Two-variable dependence part 3: Covariance vs. mutual information
Compare linear and nonlinear statistical dependence measures
About this three-part series
I wrote this post series because many people are confused about how covariance and mutual information are related to each other, and when to use which one. It’s an understandable confusion: both covariance and mutual information measure the relationship between two variables. But they really are different, and have different assumptions, provide different insights, and are used in different applications.
In Part 1 you learned about covariance, which is the most commonly used measure of linear dependencies.
In Part 2 you learned about mutual information, which is the most commonly used measure of nonlinear dependencies.
And now in this grand finale, you’ll see a direct comparison between covariance and mutual information in simulated and in real data.
Follow along using the online code
Only the essential code snippets are shown in this post; the full code file to reproduce, extend, and adapt the analyses are in the code file on my GitHub. It’s one Python notebook file for the entire post series, so you’ll need to scroll down towards close to the bottom of the notebook file to get to the code for this post.
Detailed video walk-throughs
As in the previous post, there are detailed video walk-throughs of the demo code, in which I provide deeper insights into mutual information. The videos are at the bottom of this post, and are available to paid subscribers.
Demo 1: Covariance and mutual information in simulated data
I’d like to start with simulated data. The advantage is that we can control the nature and size of the true effect in the data, as well as the amount of noise, in ways that are impossible to do in real data.
The goal of this demo is to compare covariance and mutual information in datasets with known linear interactions.
I discussed how to generate correlated random variables in more detail in my post on correlation vs. cosine similarity; briefly, the idea is to draw random numbers from a normal distribution, define y to be a copy of x plus additional random numbers, and set the contribution of x and q based on the desired correlation coefficient R.
After using those formulas to generate datasets, I calculated the covariance and mutual information between x and y, for many datasets that had different values of R ranging from -.9 and +.9.

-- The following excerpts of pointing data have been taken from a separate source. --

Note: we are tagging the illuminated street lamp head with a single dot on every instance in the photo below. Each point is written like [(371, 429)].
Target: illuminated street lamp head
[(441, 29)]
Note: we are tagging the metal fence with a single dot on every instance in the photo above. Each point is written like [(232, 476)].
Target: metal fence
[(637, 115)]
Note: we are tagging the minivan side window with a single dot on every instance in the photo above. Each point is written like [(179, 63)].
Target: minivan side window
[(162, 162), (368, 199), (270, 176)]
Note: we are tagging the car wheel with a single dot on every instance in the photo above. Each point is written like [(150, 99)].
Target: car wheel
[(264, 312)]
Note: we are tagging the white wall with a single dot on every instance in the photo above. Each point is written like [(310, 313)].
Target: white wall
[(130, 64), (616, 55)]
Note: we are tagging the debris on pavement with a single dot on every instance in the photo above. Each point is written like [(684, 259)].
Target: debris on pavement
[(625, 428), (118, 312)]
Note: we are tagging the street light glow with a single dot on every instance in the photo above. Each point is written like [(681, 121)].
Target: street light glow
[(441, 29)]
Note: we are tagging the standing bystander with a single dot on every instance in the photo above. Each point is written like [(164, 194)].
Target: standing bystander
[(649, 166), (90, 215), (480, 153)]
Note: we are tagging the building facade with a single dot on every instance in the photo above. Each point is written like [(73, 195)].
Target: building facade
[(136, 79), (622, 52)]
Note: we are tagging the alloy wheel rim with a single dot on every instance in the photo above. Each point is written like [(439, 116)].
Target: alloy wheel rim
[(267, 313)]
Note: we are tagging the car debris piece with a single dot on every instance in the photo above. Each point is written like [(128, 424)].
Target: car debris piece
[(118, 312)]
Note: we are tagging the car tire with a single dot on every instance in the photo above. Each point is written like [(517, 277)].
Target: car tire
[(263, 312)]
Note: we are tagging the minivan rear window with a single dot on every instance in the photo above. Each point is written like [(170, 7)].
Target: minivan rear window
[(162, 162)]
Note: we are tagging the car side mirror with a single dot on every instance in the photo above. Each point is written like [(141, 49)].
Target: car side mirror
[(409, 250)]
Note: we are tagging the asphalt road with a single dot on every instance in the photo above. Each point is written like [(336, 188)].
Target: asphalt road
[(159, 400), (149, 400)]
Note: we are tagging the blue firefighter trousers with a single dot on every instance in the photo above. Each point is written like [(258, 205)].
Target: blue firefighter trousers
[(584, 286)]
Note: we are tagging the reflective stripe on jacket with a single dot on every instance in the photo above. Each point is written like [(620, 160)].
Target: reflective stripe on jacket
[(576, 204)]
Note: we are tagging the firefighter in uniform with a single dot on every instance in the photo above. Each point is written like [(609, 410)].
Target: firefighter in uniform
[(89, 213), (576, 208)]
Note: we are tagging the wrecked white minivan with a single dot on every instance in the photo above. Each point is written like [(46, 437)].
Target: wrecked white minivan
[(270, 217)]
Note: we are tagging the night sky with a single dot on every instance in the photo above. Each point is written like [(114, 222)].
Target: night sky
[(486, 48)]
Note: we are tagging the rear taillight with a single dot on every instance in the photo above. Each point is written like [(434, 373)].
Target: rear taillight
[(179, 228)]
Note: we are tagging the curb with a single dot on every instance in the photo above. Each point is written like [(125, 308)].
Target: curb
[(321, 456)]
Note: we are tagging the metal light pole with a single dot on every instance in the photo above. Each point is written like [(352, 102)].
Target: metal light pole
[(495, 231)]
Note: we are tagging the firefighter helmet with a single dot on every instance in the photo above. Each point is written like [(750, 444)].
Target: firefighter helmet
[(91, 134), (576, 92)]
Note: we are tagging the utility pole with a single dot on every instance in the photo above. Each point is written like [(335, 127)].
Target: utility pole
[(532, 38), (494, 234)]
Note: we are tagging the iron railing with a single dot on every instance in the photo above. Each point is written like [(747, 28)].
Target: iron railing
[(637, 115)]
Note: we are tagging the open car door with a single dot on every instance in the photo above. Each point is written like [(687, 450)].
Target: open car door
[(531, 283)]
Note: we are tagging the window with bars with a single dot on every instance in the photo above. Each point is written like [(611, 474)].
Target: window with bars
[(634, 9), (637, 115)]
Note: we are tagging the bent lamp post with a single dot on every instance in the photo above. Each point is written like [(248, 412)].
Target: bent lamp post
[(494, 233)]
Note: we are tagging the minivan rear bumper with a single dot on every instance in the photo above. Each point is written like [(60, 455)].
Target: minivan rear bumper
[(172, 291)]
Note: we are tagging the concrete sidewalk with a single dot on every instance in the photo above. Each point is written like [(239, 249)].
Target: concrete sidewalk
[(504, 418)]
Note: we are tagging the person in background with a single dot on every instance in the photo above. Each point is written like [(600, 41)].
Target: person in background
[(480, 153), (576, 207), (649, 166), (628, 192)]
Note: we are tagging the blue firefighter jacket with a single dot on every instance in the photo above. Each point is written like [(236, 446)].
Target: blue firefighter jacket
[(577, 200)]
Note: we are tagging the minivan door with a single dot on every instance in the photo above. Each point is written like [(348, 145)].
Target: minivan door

There are two important take-home messages from Figure 1: first, mutual information is always positive, even when the correlation (and covariance) are negative. Second, mutual information is very similar to squared covariance.

This shows that mutual information and covariance are really similar to each other — when the relationship between the variables is linear.
When there are nonlinear relationships, then covariance will reflect any linear part of the relationship whereas mutual information will capture both the linear and nonlinear dependencies. You saw examples of that in the previous post (e.g., Figure 1).
I recorded a video where I discuss the code and the concepts in more detail. There is a similar video for each of the demos in this post. Paid subscribers can access all of the videos by scrolling down to the bottom of the post.
Demo 2: Download and process a real dataset
I selected a public dataset about bike-share rentals in Seoul. The dataset contains information on the number of bikes rented over a year, along with data about weather and time of day. The purpose of the dataset is to predict bike-rental demand, although we will use it here to explore covariance and mutual information in real data.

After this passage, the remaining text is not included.